Он остановился и смерил сообщника взглядом, не сулящим ничего хорошего. На Юнгу это произвело должное впечатление.
— Да ты чего, пахан, ты чего! — отчаянно выкрикнул он, для убедительности выпучив глаза. — Тебе больше, чем себе верю…
— Тогда делай, что тебя говорят, и не колоти понты.
Обминая лужи, Шерхан снова двинулся вперед. Юнга, виновато опустив голову, последовал за ним.
* * *
Гренадер не спешил с расправой, он наслаждался каждым мгновением страданий Романа.
— Так что, с моей Катюхой, значит, замутить решил? — спросил он, закуривая. — Не плохо в баньке тогда попарились?
— Пошел ты… — огрызнулся Роман.
— Это ты скоро туда пойдешь. Расскажешь перед смертью, как там.
Гренадер заржал. Роман услышал сип в его легких и пожалел о том, что заядлые курильщики не умирают так быстро, как хотелось бы.
— Ты сам сдохнешь, — пригрозил он, сверкнув глазами, полными ненависти.
— Неужели? — Гренадер приблизился к лицу Романа, дыхнув на него дымом. — И кто меня убьет? Ты, что ли? Да что ты можешь, Воля? Обгадиться на стуле?
Гренадер расхохотался так сильно, что, казалось, у него начался припадок.
— Что тебе от меня надо? — буркнул Роман.
— Вот это другой базар, — кивнул Гренадер. — Если расскажешь мне о своей гагаре, то я забуду, что ты с моей бабой делал. — Он с чмоканьем выковырял ногтем застрявшее в зубах мясо. — Забуду, что слышал тогда, у баньки…
— О какой гагаре ты говоришь?
— О той, из-за которой ты за колючку попал.
Роман не верил своим ушам.
— Причем здесь она?
— Не надо из меня баклана фуфлыжного делать! — Гренадер отвесил Роману звонкую оплеуху. — Звони своей телке богатой, пусть, если тебя живым видеть хочет, бабки везет.
— Даже, если бы я и согласился на это, — Роман сплюнул на пол кровавую слюну, — то ей до меня никакого дела нет.
— Ну, раз так…
Пожав плечами, Гренадер ушел в спальню.
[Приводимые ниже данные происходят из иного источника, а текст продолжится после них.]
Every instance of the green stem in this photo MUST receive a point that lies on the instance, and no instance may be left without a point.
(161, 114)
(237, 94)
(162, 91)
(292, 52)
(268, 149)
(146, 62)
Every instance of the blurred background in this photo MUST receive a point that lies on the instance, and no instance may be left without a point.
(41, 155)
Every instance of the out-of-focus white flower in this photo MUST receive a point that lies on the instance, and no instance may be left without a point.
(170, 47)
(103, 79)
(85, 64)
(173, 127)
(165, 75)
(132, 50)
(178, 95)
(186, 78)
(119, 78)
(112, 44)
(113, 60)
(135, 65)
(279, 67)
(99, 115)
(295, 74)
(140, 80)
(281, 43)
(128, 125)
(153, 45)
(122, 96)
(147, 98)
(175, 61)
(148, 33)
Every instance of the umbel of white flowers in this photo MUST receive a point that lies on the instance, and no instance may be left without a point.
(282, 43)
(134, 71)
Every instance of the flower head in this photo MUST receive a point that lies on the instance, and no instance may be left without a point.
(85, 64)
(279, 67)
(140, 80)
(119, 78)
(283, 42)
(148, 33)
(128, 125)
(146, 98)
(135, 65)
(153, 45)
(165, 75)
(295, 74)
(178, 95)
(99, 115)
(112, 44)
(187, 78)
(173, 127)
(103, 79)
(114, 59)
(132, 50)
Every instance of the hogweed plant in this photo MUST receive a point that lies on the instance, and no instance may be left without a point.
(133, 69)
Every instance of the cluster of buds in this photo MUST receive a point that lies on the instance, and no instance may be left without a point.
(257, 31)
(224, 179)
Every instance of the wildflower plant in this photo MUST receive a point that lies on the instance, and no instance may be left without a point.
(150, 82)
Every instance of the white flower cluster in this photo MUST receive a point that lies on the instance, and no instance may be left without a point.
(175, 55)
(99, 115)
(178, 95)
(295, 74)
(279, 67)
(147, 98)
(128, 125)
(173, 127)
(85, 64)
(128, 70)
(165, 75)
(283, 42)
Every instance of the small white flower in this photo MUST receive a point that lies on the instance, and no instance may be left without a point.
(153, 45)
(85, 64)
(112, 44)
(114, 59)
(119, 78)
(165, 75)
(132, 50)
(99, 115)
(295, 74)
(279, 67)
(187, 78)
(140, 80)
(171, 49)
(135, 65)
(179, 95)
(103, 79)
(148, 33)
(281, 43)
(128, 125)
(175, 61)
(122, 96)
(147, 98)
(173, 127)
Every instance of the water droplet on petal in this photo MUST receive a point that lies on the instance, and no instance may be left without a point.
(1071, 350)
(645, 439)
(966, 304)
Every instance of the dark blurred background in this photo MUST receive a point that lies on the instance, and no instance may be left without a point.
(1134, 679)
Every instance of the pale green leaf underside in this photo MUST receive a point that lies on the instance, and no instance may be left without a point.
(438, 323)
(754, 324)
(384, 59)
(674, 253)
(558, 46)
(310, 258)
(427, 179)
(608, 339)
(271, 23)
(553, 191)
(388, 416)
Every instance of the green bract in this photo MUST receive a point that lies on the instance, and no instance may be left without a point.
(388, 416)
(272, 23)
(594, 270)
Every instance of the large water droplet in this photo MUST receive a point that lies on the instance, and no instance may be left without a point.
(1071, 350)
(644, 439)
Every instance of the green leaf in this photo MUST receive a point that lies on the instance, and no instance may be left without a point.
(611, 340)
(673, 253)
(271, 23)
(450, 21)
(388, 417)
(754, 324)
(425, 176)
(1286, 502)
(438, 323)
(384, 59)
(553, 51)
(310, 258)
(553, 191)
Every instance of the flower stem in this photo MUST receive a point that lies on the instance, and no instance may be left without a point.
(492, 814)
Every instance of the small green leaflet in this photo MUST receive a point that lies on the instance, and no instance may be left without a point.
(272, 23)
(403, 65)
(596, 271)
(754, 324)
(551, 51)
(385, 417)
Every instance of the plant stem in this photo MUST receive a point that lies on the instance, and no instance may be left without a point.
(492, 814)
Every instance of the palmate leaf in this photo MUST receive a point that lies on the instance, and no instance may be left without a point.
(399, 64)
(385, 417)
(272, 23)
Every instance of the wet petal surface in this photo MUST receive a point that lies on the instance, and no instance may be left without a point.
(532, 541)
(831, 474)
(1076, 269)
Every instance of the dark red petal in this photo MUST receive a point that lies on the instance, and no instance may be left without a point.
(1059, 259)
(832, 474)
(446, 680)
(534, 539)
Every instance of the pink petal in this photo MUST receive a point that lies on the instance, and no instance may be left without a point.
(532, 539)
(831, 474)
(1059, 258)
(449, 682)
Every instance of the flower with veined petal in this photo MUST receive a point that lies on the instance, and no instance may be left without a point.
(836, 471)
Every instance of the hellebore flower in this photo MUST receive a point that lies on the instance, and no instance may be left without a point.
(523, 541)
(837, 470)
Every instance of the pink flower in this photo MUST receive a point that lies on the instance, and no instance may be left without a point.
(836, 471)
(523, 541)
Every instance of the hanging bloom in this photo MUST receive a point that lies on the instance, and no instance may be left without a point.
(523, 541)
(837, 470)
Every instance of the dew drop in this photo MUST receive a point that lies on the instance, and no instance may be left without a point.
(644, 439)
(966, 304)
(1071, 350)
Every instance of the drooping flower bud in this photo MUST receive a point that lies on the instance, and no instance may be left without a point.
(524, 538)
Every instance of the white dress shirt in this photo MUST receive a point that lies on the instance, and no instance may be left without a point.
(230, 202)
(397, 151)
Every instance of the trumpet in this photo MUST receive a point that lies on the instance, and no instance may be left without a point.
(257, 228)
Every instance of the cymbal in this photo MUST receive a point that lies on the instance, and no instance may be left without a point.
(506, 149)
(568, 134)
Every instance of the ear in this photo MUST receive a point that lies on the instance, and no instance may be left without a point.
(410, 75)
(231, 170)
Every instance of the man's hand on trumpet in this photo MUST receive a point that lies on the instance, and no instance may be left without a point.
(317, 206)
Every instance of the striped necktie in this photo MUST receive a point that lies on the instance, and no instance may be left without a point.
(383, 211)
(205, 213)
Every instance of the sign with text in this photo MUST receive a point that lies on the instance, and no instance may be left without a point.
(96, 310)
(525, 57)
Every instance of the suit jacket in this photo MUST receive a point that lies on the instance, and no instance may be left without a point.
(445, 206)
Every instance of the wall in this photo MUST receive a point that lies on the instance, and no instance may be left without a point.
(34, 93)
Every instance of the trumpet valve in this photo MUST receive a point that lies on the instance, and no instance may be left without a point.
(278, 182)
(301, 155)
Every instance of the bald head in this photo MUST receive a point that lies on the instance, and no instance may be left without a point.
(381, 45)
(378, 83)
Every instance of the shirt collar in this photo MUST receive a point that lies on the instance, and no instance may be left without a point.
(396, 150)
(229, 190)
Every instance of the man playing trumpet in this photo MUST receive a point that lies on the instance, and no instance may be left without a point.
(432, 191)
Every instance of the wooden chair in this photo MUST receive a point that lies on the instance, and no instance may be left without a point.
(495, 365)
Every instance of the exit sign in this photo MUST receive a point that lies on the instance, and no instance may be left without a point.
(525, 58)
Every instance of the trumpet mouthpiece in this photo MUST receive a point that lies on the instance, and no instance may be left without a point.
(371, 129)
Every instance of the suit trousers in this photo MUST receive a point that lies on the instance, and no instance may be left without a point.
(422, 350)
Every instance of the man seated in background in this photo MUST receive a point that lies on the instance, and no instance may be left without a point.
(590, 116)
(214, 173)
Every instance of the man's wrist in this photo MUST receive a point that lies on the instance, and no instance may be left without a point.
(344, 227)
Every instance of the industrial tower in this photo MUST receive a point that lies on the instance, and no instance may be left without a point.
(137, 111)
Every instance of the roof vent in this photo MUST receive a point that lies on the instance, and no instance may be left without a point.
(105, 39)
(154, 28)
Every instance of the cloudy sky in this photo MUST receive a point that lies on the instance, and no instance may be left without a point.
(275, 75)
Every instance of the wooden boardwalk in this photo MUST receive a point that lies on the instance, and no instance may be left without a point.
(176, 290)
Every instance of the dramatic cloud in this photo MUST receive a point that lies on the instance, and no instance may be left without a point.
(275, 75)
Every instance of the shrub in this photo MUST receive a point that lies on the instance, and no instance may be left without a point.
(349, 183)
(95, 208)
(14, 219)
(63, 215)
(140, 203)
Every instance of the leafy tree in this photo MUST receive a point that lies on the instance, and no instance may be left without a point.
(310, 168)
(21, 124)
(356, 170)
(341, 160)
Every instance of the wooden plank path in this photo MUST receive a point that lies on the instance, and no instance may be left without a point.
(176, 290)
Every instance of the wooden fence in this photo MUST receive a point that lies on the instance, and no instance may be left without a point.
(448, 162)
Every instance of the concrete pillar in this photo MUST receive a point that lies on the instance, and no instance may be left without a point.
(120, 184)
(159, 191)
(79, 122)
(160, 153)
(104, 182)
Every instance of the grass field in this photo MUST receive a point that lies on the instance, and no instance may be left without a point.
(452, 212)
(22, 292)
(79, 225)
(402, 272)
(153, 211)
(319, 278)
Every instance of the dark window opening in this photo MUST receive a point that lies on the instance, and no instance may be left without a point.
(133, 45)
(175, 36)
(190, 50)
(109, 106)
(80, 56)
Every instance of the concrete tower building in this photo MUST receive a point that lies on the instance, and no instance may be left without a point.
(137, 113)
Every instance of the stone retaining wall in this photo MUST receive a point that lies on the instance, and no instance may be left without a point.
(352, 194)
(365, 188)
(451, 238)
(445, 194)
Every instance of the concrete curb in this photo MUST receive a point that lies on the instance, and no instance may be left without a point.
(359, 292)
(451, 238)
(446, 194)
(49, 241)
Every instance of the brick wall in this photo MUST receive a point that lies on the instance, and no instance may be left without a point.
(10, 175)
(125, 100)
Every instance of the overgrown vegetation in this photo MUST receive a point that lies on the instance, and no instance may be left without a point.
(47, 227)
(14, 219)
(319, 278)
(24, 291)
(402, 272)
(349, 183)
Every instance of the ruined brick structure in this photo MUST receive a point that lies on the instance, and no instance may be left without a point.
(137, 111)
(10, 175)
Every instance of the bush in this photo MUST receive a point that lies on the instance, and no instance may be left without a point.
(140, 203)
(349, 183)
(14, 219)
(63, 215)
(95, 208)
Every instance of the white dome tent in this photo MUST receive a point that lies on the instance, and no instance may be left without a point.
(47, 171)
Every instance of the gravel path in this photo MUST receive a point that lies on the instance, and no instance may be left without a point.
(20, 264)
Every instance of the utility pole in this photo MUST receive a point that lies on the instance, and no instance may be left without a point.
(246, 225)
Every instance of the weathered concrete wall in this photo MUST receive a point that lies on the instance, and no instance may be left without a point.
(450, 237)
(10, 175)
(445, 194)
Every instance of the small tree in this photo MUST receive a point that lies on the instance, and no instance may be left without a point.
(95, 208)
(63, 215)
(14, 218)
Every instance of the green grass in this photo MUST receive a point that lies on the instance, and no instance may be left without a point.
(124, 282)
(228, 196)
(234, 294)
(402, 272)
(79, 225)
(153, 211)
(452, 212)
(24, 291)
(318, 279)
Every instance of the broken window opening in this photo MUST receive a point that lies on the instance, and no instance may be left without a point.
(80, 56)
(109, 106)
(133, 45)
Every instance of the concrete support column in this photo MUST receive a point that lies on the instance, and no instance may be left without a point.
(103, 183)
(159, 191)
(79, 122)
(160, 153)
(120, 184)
Роман не мог понять, почему уголовник решил так легко сдаться. Но на душе появилось нехорошее предчувствие, которое его не обмануло.
Через минуту Гренадер вернулся, толкая перед собой избитую, растрепанную Катерину в разорванной одежде. На губах у нее запеклась кровь, под глазом темнел синяк. Сейчас в этой измученной женщине с затравленным взглядом невозможно было угадать ту круглолицую и веселую, с ямочками на щеках, которую знал Роман.
— Сейчас у нас разговор иначе пойдет, — пригрозил Гренадер, толкнув Катерину на пол. — Можешь выгораживать ту телку, а я пока этой займусь.
— Ну и тварь же ты! — воскликнул Роман, безуспешно стараясь разорвать веревки, которыми был привязан к стулу. — Не трогай ее!